Toward Appearance-based Autonomous Landing Site Identification for Multirotor Drones in Unstructured Environments
Joshua Springer, Gylfi Þór Guðmundsson, Marcel Kyas
TL;DR
The paper tackles autonomous landing site identification in unstructured environments using appearance-based RGB image segmentation to avoid heavy sensing and GPS-based constraints. It introduces a pipeline that reconstructs 3D terrain from terrain surveys, automatically generates synthetic, labeled RGB datasets, and trains a small U-Net tailored for onboard inference on a Google Coral TPU. Key contributions include the data-generation workflow, a compact real-world validation dataset, and demonstration of real-time onboard performance with up to 0.83 accuracy on 10-second validation videos. The approach offers a practical path toward robust, low-overhead autonomous landing for multirotor drones in diverse environments, while acknowledging sim-to-real gaps and the need for broader data and architecture exploration.
Abstract
A remaining challenge in multirotor drone flight is the autonomous identification of viable landing sites in unstructured environments.
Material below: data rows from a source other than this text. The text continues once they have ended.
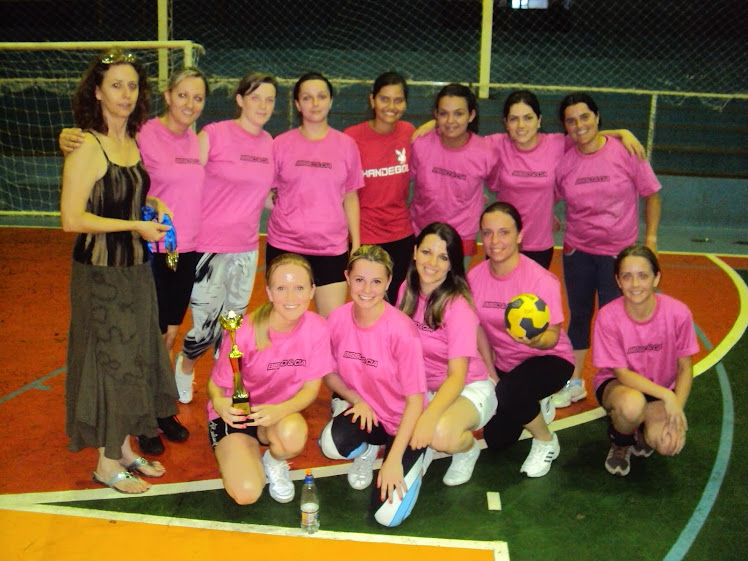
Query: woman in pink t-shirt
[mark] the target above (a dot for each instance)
(462, 396)
(450, 166)
(286, 353)
(528, 370)
(238, 177)
(379, 389)
(601, 185)
(317, 176)
(525, 176)
(384, 144)
(644, 344)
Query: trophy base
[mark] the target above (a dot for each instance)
(241, 403)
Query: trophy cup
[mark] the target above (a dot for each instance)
(231, 321)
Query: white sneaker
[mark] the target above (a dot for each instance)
(361, 473)
(568, 394)
(542, 453)
(184, 381)
(279, 479)
(428, 457)
(338, 405)
(461, 469)
(548, 410)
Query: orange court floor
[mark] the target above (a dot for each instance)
(37, 467)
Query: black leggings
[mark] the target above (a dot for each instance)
(519, 393)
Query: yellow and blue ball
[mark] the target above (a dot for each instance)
(526, 315)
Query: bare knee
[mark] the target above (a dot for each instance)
(170, 337)
(628, 408)
(288, 437)
(445, 438)
(245, 493)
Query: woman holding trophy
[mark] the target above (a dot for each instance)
(277, 359)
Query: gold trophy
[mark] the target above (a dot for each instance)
(231, 321)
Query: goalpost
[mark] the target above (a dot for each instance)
(37, 81)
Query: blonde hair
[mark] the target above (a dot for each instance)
(261, 316)
(372, 253)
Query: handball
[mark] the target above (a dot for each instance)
(527, 316)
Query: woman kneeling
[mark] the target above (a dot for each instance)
(286, 354)
(643, 344)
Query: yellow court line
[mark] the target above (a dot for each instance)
(737, 329)
(39, 533)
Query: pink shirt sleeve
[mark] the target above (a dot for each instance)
(173, 164)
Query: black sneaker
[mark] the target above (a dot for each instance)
(150, 446)
(173, 430)
(618, 461)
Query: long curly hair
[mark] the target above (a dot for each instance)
(454, 284)
(87, 109)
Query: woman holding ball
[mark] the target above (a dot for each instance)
(527, 370)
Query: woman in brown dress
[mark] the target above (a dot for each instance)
(118, 376)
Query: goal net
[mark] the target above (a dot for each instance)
(37, 81)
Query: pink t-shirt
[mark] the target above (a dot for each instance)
(312, 177)
(448, 183)
(277, 373)
(457, 337)
(602, 193)
(238, 177)
(526, 179)
(383, 363)
(384, 197)
(650, 348)
(173, 163)
(492, 294)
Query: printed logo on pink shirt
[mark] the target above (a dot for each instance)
(593, 179)
(644, 348)
(313, 164)
(423, 327)
(256, 159)
(358, 356)
(449, 173)
(523, 173)
(384, 172)
(288, 362)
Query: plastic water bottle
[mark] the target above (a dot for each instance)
(309, 504)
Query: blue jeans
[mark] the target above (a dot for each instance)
(584, 276)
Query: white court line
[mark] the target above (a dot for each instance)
(500, 549)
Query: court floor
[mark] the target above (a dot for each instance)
(681, 507)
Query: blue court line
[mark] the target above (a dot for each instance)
(684, 542)
(37, 384)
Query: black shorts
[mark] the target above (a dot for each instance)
(173, 288)
(401, 252)
(327, 269)
(601, 391)
(217, 429)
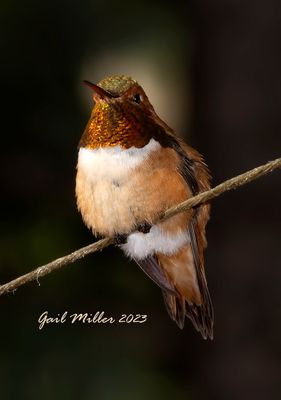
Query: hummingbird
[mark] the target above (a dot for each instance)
(131, 168)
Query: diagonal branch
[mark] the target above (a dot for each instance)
(203, 197)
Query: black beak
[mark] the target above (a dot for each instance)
(101, 92)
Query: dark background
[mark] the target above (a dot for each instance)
(212, 70)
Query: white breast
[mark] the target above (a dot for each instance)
(140, 245)
(113, 162)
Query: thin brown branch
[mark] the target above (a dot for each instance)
(203, 197)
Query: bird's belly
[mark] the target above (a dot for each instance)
(116, 191)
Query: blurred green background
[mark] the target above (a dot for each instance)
(212, 71)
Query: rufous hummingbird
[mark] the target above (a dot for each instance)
(131, 168)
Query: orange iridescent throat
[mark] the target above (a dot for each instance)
(116, 122)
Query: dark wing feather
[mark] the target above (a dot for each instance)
(201, 316)
(153, 270)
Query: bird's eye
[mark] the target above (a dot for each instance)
(137, 98)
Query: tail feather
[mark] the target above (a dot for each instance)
(178, 308)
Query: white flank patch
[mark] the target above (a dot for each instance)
(140, 245)
(113, 162)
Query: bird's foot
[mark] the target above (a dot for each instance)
(144, 227)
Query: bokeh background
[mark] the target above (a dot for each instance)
(212, 71)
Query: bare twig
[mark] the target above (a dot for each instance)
(203, 197)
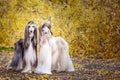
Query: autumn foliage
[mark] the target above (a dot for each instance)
(91, 27)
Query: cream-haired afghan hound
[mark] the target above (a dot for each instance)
(54, 53)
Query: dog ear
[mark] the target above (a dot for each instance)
(26, 38)
(35, 37)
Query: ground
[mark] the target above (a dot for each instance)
(85, 69)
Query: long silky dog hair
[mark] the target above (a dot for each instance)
(17, 60)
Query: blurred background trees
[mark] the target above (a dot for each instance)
(91, 27)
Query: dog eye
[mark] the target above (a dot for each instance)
(28, 26)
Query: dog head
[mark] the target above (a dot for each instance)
(45, 28)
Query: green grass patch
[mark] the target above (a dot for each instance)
(6, 49)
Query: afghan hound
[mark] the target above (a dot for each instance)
(30, 48)
(17, 61)
(54, 53)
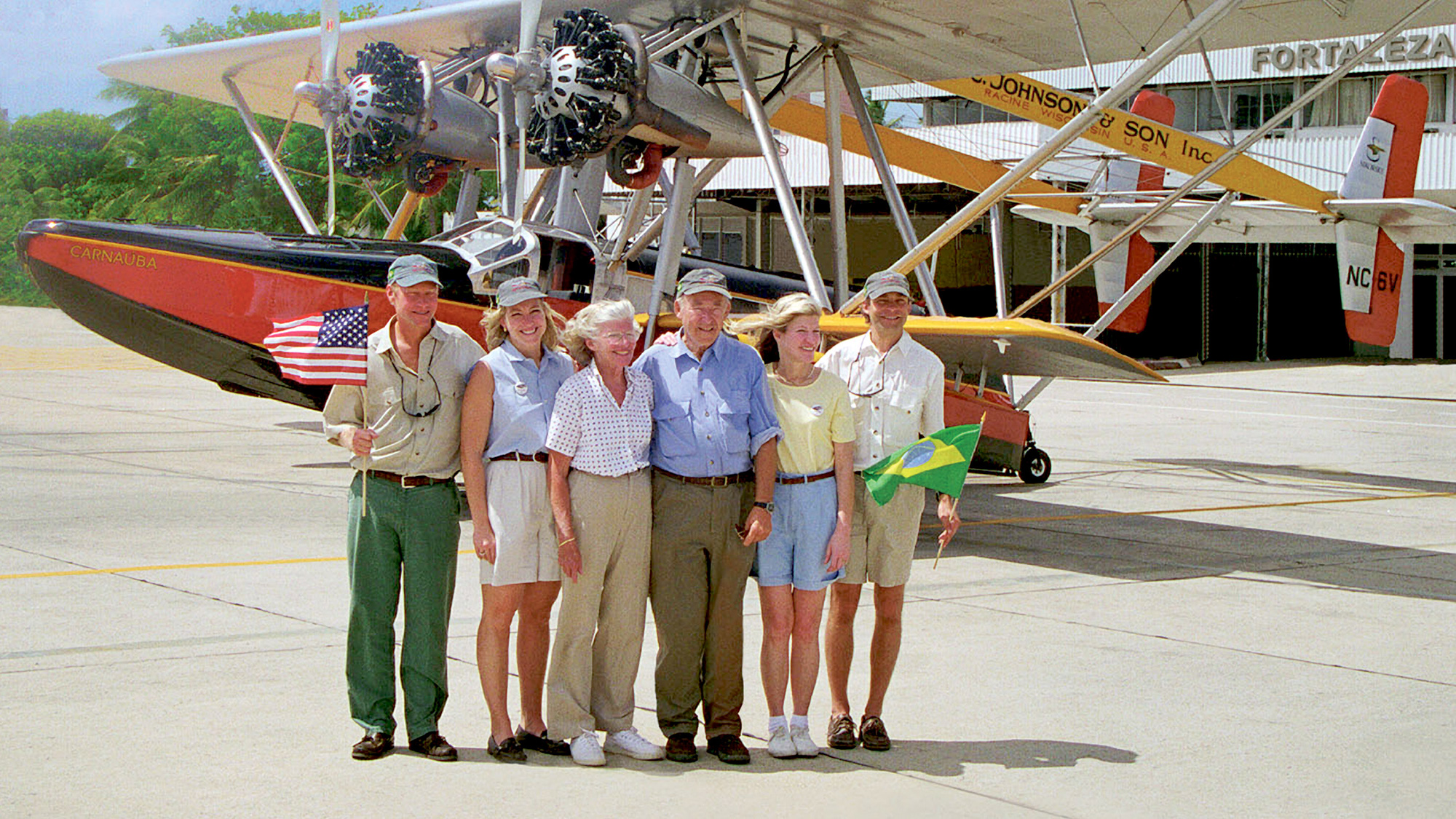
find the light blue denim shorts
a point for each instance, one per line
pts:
(803, 523)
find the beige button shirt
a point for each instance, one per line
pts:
(408, 445)
(898, 398)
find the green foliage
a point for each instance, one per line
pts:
(167, 158)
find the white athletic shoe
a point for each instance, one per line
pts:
(586, 751)
(781, 745)
(803, 743)
(631, 743)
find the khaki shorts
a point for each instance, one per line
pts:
(882, 542)
(519, 506)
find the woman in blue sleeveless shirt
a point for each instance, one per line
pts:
(503, 452)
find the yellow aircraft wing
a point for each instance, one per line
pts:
(1138, 136)
(960, 170)
(1023, 347)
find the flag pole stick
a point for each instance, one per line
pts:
(982, 423)
(365, 488)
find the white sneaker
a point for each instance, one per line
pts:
(781, 745)
(586, 751)
(631, 743)
(803, 743)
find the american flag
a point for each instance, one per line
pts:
(328, 347)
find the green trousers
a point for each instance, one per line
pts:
(411, 535)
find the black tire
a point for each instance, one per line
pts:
(1036, 467)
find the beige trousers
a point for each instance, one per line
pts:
(700, 571)
(604, 611)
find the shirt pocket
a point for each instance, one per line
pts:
(735, 411)
(675, 430)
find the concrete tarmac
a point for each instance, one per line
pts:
(1234, 598)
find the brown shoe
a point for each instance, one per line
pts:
(873, 733)
(729, 749)
(435, 746)
(373, 745)
(842, 732)
(682, 748)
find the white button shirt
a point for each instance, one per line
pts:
(898, 398)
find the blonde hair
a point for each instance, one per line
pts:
(589, 321)
(493, 325)
(775, 318)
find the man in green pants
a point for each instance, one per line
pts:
(407, 446)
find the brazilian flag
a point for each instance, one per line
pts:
(938, 462)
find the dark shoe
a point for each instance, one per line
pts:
(435, 746)
(873, 733)
(842, 732)
(729, 749)
(542, 743)
(373, 745)
(682, 748)
(509, 751)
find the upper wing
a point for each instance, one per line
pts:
(1404, 219)
(1023, 347)
(925, 40)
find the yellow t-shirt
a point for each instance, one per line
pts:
(813, 419)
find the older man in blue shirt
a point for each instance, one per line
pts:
(714, 459)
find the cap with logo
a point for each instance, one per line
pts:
(703, 280)
(886, 282)
(518, 290)
(413, 270)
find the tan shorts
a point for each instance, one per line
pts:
(519, 506)
(882, 542)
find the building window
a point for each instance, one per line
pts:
(723, 238)
(1352, 100)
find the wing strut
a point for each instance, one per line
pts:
(838, 237)
(1064, 138)
(1144, 283)
(289, 191)
(753, 107)
(887, 181)
(1227, 158)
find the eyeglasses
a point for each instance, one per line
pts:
(426, 371)
(857, 384)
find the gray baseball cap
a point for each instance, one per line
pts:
(518, 290)
(886, 282)
(701, 280)
(413, 270)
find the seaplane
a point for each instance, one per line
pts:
(614, 92)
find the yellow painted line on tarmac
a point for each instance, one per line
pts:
(1155, 512)
(74, 359)
(165, 567)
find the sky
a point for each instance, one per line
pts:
(58, 44)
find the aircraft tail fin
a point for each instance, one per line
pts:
(1125, 266)
(1384, 167)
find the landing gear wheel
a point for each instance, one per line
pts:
(1036, 467)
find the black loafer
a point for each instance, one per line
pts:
(873, 733)
(842, 732)
(509, 751)
(682, 748)
(435, 746)
(729, 749)
(373, 745)
(542, 743)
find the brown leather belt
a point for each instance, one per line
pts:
(410, 481)
(806, 478)
(539, 456)
(713, 481)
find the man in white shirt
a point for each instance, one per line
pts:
(898, 392)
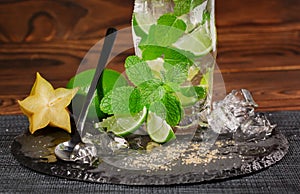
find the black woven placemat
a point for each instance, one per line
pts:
(283, 177)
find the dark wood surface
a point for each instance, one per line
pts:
(258, 45)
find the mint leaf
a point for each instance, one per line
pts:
(137, 29)
(170, 55)
(173, 108)
(135, 104)
(185, 6)
(159, 109)
(105, 104)
(167, 31)
(122, 100)
(194, 91)
(137, 70)
(151, 91)
(176, 73)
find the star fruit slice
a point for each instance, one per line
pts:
(47, 106)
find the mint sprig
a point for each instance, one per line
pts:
(185, 6)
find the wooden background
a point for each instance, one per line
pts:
(258, 45)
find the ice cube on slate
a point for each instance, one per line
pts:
(236, 114)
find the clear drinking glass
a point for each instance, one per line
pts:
(177, 36)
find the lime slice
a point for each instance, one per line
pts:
(198, 42)
(158, 129)
(124, 125)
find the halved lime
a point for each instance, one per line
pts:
(123, 125)
(197, 42)
(189, 95)
(158, 129)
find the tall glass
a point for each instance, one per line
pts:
(179, 36)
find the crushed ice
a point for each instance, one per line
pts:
(235, 115)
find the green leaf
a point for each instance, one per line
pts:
(159, 109)
(122, 100)
(170, 55)
(198, 92)
(173, 108)
(167, 31)
(137, 70)
(105, 104)
(185, 6)
(137, 29)
(176, 73)
(151, 91)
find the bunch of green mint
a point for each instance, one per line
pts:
(160, 91)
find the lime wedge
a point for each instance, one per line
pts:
(124, 125)
(158, 129)
(198, 42)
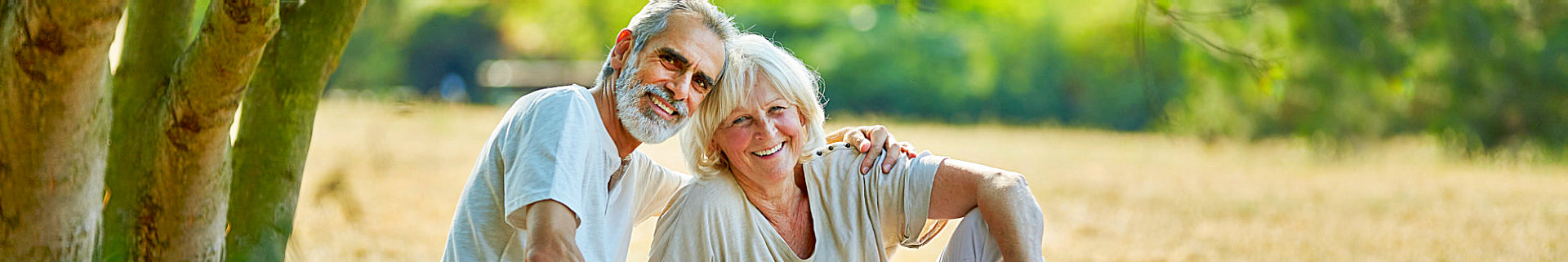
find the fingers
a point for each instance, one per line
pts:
(857, 137)
(906, 148)
(874, 148)
(889, 148)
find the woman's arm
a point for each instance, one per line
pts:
(1010, 211)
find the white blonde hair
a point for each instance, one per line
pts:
(751, 61)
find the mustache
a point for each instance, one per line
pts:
(659, 91)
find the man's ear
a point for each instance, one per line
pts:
(621, 49)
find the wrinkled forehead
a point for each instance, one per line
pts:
(687, 35)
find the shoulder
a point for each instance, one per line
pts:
(552, 107)
(833, 159)
(559, 98)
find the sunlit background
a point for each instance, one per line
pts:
(1150, 131)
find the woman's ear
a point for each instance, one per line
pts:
(621, 49)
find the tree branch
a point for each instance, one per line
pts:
(54, 120)
(274, 132)
(156, 30)
(190, 184)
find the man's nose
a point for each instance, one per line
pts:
(681, 87)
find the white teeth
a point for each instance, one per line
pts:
(768, 151)
(664, 107)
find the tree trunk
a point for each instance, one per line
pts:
(54, 120)
(189, 190)
(154, 32)
(274, 131)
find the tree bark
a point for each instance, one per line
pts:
(156, 30)
(54, 120)
(274, 131)
(190, 180)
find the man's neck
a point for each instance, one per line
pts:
(604, 98)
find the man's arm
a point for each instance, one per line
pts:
(864, 137)
(1004, 200)
(552, 233)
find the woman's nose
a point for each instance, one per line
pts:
(767, 129)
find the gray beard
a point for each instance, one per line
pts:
(639, 118)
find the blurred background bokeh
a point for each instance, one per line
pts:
(1482, 74)
(1150, 129)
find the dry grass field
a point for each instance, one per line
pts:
(383, 181)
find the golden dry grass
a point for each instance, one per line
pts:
(383, 181)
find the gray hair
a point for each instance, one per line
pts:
(755, 60)
(651, 20)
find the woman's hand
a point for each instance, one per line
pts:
(864, 137)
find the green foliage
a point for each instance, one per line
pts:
(1482, 74)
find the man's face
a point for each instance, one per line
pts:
(666, 80)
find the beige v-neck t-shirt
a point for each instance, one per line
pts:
(857, 217)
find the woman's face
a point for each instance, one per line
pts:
(760, 137)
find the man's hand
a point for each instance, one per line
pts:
(874, 140)
(552, 234)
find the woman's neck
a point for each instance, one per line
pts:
(786, 206)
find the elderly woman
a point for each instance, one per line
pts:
(768, 187)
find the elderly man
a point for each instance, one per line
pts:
(560, 178)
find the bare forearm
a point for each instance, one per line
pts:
(1013, 217)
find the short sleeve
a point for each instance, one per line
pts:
(549, 151)
(899, 200)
One approach to solve this problem is to create lightweight, appearance-based terrain classifiers that can segment a drone's RGB images into safe and unsafe regions. However, such classifiers require data sets of images and masks that can be prohibitively expensive to create. We propose a pipeline to automatically generate synthetic data sets to train these classifiers, leveraging modern drones' ability to survey terrain automatically and the ability to automatically calculate landing safety masks from terrain models derived from such surveys. We then train a U-Net on the synthetic data set, test it on real-world data for validation, and demonstrate it on our drone platform in real-time.